About eight years ago, Jimmy and I bought a small fifty-year-old cottage in the Abacos called Seagrape House. It had been ravaged in 1999 by what the locals called "da big breeze," otherwise known as the Category 4 Hurricane Floyd, but we had a lot of fun restoring it to a habitable condition.
It's our favorite place in the world: tiny and unprepossessing, and perched high on a peninsula of coral rock, practically IN the ocean: real hurricane bait. But it's surrounded by screened porches so that its five sets of French doors can be latched open to let the cool breezes and the sounds of the lapping waves flow through the house, and there are spectacular turquoise views of the Sea of Abaco from every room. The garden, with its quaint stone walkways, is filled with hibiscus, bougainvillea, oleander, seagrape and palms.
In 2005, Hurricane Frances scuffed us up a bit, but it was Hurricane Jeanne that really got us. She took out the dock and completely swept away the garage, with the car (a 1989 Ford Taurus stationwagon) still in it. The garage was erased, like it had never existed. The Taurus was later discovered where it had floated a couple of hundred yards down the road and parked itself in a neighbor's garage, demolishing the lowered garage door in the process.
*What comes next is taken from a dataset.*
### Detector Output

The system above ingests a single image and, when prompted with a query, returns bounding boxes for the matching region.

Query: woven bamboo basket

This was our favorite car, a 1980 Toyota Corolla that came with the house. Twenty-five years of "big breezes" had left it so rusted out that one time the windshield wipers flew off as we rode along in a rainstorm, and a pair of my Reeboks fell onto the highway through a hole in the trunk.
We finally got so tired of patching up rust holes with Bondo that I just painted a reef scene on it, in an attempt to camouflage its multitude of sins. In the end, Jeanne was the last straw for our ancient Corolla and, alas, it's now in the Great Junkyard in the Sky.
1 comment:
This time last year you two were glued to the TV and spoke with great enthusiasm about KNOWSHON. Griffin went to the game yesterday, but said the best team did not win. So sad to say.
So happy that you and Jimmy can continue to make plans. Planning, hoping and dreaming make life worth living.